Собачий лай вызвал во мне незнакомое и сильное чувство. Я должен был
остановиться. Я облегченно вздохнул, прислонившись плечами к стене.
Прикосновение к стене было шокирующим, не потому что стена была
необычная, а потому, что то, к чему я прикоснулся, было настоящей твердой
стеной, как любая другая стена, до которой я когда-либо дотрагивался. Я
почувствовал это своей свободной рукой. Я провел пальцами по ее грубой
поверхности. Это действительно была стена.
Ее ошеломляющая реальность немедленно заставила меня забыть об этом
необычном ощущении, и ко мне вернулся интерес к продолжению наблюдения. В
особенности я искал те черты, которые соотносились бы с городом моего дня.
Тем не менее, как я ни пытался, соответствий не находилось. В этом городе
тоже была площадь, но она находилась перед церковью. На площадь выходила
галерея.
В лунном свете холмы вокруг города были ясно видны и почти узнаваемы.
Я пытался сориентироваться, наблюдая за Луной и звездами так, словно я
находился в реальной повседневной жизни. Месяц был на ущербе, вероятно,
был первый день после полнолуния. Он находился высоко над горизонтом.
Должно быть, было между восемью и девятью часами вечера. Я видел Орион
справа от Луны; две главные звезды - Бетельгейзе и Ригель - находились на
одном уровне с Луной. Я определил начало декабря. Мое время было - май. В
мае Орион нигде в это время суток не виден. Я смотрел на Луну очень долго.
Ничего не изменилось. Это была Луна, насколько я мог судить.
Несоответствие во времени очень меня взволновало.
Обследовав горизонт на юге, я подумал, что смогу различить
колоколообразную вершину, которую было видно из внутреннего дворика дона
Хуана.
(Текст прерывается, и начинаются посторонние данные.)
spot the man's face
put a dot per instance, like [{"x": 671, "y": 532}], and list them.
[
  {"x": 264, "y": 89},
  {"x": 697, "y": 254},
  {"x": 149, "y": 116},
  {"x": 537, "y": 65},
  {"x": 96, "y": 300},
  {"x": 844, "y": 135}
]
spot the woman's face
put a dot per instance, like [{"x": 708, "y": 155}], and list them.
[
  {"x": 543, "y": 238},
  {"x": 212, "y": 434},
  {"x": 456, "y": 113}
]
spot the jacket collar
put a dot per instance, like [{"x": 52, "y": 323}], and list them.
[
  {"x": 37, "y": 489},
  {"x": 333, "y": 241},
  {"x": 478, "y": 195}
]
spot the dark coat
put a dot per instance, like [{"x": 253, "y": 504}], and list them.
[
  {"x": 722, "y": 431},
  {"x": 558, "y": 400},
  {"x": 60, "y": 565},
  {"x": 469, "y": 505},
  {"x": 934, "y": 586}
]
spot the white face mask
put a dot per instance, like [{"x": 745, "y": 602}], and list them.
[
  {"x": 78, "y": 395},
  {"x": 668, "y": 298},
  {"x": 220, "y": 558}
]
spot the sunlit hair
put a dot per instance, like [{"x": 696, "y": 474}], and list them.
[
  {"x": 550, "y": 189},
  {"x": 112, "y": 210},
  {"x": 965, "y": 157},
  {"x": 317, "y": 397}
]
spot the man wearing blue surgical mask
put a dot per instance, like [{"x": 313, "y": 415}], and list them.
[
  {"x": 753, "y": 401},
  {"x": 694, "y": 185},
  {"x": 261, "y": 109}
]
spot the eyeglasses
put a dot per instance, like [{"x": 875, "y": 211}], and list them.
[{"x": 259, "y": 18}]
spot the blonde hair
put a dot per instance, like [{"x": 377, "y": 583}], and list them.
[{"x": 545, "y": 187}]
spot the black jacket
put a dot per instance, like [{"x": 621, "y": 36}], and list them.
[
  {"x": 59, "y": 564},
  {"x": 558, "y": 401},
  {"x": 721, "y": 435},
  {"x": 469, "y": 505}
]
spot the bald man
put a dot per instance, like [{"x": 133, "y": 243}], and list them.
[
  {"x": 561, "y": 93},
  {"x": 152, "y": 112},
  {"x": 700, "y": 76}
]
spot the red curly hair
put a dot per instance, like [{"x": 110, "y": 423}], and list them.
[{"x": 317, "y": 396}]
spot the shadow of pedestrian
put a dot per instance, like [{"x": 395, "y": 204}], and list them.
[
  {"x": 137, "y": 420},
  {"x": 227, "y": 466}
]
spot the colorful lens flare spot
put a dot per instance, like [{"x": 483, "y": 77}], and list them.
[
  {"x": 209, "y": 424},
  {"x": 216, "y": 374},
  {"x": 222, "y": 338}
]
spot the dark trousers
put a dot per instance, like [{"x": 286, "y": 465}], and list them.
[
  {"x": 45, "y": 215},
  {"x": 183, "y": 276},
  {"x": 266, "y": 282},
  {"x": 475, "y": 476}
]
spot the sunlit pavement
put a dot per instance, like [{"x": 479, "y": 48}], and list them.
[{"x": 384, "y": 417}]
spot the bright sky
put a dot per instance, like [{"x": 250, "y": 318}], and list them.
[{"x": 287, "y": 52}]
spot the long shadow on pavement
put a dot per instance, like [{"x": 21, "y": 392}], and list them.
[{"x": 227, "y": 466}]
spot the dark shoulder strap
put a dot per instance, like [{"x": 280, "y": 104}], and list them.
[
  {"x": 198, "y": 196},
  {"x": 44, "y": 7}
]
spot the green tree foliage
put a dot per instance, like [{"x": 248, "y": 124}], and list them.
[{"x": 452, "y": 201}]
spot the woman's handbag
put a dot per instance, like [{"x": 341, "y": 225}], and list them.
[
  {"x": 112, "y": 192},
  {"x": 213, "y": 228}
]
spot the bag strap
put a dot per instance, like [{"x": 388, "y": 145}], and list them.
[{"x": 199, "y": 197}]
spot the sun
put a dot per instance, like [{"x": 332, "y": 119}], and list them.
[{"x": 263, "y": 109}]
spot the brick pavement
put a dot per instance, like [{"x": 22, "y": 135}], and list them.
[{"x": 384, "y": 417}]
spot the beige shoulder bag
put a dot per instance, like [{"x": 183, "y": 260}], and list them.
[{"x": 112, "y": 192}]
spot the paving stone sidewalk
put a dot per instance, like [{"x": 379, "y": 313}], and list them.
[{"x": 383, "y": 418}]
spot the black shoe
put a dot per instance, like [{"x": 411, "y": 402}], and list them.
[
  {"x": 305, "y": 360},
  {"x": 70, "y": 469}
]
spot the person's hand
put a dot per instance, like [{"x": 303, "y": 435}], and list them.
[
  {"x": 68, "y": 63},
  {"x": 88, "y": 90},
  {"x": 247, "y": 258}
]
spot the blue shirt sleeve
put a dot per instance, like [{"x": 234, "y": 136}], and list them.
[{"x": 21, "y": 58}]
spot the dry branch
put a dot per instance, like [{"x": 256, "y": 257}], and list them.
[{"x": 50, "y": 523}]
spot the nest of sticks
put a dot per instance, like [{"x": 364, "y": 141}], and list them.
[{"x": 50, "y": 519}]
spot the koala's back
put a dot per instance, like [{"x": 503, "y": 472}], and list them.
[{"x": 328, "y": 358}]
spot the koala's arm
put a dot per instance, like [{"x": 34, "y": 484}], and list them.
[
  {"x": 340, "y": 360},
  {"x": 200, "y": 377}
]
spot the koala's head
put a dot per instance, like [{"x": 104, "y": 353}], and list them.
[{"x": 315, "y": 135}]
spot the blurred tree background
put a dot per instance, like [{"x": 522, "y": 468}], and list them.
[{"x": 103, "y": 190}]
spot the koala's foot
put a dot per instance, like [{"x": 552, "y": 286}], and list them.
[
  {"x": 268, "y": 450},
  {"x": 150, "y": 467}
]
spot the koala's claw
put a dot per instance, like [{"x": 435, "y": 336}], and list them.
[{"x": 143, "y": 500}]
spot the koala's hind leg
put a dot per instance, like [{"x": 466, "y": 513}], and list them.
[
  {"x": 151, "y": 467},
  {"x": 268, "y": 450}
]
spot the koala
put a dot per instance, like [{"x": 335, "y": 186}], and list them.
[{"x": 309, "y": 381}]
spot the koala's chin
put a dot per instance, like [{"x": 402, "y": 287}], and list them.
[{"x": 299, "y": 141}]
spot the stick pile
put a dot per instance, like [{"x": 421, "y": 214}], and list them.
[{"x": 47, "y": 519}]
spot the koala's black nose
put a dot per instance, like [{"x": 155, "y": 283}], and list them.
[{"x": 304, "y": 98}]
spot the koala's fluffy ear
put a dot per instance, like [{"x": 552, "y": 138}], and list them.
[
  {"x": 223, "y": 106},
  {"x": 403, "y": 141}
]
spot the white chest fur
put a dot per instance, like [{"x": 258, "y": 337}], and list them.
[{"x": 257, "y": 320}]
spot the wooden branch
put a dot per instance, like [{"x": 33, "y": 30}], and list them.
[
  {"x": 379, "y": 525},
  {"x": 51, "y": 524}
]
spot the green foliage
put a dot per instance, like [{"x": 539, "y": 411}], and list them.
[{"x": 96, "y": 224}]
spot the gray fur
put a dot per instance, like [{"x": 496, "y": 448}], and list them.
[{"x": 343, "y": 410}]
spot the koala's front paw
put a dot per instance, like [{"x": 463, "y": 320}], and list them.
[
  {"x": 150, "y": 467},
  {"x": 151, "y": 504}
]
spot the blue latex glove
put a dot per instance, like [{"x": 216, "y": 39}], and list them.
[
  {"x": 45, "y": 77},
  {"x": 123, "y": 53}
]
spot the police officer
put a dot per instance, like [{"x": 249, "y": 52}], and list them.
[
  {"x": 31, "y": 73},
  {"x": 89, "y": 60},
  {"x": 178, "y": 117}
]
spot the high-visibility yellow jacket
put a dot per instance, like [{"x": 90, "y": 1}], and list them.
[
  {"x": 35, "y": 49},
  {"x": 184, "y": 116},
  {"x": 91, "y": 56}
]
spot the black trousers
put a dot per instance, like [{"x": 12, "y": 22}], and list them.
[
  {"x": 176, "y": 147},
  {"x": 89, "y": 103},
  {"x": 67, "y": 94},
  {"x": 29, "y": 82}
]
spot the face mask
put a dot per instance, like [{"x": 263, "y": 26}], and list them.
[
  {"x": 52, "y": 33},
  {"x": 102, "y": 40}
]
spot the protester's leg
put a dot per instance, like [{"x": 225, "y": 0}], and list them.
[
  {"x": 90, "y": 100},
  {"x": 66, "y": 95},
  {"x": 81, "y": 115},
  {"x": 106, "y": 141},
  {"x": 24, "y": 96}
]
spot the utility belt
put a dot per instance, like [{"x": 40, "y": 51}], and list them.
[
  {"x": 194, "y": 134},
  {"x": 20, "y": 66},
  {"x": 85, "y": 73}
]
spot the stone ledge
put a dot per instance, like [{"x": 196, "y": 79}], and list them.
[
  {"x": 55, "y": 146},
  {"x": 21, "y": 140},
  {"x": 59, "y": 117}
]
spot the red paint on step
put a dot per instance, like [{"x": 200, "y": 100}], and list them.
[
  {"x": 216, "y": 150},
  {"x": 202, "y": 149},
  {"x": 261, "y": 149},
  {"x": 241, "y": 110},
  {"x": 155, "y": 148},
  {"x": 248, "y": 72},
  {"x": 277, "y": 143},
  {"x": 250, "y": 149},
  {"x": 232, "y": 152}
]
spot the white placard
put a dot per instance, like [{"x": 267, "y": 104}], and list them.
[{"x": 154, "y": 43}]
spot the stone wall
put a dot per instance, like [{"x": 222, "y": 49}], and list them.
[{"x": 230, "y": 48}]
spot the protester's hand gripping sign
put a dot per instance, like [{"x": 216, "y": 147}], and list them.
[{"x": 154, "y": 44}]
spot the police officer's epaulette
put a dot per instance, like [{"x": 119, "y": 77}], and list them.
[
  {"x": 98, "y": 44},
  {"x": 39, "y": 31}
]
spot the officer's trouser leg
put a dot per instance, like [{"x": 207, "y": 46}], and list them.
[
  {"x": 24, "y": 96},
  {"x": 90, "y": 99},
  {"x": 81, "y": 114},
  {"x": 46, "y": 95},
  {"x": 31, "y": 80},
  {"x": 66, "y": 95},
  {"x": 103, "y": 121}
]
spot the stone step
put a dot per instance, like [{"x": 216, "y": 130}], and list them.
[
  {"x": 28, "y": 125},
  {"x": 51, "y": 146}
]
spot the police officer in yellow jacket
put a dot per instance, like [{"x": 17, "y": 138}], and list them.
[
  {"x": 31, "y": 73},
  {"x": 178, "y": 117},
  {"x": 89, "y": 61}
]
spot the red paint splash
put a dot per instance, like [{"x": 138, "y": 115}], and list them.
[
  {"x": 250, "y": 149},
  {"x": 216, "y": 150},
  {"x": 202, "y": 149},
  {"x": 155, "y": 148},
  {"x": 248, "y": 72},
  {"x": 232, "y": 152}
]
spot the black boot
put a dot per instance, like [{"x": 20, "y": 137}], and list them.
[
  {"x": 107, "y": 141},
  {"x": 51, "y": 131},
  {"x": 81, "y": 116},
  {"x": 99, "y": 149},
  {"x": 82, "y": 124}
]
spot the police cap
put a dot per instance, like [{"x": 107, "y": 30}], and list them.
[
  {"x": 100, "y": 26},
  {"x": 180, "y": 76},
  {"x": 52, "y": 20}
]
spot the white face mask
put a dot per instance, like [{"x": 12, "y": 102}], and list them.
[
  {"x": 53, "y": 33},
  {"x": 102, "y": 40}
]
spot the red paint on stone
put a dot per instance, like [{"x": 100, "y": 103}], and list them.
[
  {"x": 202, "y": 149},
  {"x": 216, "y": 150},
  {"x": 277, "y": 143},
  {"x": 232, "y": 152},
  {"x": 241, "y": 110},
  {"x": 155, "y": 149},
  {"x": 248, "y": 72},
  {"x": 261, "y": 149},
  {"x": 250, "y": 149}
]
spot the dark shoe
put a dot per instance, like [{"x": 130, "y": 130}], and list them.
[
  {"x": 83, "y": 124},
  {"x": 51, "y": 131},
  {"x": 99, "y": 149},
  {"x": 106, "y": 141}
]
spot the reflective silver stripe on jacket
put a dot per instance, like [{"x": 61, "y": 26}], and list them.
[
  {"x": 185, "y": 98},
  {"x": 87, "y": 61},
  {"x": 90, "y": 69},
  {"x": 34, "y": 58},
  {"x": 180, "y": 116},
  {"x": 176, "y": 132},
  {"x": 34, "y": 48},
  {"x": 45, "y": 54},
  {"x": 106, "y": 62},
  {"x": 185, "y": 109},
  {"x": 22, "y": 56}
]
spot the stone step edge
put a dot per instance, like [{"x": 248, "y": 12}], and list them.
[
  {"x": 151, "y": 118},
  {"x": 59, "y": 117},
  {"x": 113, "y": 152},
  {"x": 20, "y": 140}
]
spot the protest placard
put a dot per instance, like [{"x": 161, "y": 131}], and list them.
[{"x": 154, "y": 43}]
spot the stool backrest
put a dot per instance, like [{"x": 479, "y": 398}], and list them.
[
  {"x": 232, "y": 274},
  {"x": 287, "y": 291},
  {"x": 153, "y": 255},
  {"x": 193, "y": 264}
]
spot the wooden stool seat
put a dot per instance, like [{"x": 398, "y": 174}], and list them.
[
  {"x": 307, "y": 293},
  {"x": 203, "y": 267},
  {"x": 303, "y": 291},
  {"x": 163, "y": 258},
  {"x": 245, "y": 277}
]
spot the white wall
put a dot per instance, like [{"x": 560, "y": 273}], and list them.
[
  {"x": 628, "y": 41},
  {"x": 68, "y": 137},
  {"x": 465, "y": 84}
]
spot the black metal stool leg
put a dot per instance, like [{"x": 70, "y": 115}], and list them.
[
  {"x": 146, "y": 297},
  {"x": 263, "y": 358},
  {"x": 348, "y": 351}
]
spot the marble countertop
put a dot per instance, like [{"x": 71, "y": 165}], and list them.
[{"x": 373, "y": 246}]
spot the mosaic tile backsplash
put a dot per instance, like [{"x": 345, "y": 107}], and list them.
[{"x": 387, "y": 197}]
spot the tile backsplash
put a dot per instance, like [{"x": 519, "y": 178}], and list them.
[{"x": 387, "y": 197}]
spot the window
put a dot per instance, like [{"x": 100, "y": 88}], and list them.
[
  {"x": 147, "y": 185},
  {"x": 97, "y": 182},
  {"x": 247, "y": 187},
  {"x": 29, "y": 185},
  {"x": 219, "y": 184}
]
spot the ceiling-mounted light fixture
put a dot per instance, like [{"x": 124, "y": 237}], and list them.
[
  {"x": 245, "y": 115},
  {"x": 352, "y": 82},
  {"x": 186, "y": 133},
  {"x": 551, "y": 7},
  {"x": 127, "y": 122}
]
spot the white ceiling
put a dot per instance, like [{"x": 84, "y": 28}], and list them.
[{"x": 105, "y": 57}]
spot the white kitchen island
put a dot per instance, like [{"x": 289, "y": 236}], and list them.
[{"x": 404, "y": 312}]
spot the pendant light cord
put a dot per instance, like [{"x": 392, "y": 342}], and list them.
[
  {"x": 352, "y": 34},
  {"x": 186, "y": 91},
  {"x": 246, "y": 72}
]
Затем я пытался определить, где может быть его дом. На мгновение
мне показалось, что я нашел. Я так увлекся, что отпустил руку женщины. Тут
же меня охватило невероятное волнение. Я знал, что должен возвращаться в
церковь, потому что если я этого не сделаю, мне грозит умру. Я повернулся
и бросился к церкви. Женщина быстро схватила мою руку и последовала за
мной.
Пока мы быстрым шагом приближались к церкви, я понял, что в этом
сновидении мы находились в той части города, которая была позади церкви.
Если бы я принял это во внимание, возможно, я бы смог сориентироваться. Но
у меня уже не хватало внимания сновидения. Я сосредоточил его остаток
целиком на деталях архитектуры и орнамента задней части церкви. Я никогда
не видел эту часть строения в мире обыденной жизни и подумал, что если я
зафиксирую в своей памяти ее детали, то смогу сравнить их с деталями
реальной церкви.
Этот план экспромтом возник в моей голове. Но что-то внутри меня
презирало эти мои попытки все обосновать. На протяжении моего ученичества
меня постоянно беспокоила потребность объективности, которая заставляла
меня проверять и перепроверять все, что касалось мира дона Хуана. Это была
не то чтобы возведенная в ранг закона необходимость, но скорее потребность
использовать стремление к объективности как опору в моменты наиболее
сильных противоречий в познании. Когда появлялось время, чтобы проверить
то, что я намечал, - я никогда не доводил этого до конца.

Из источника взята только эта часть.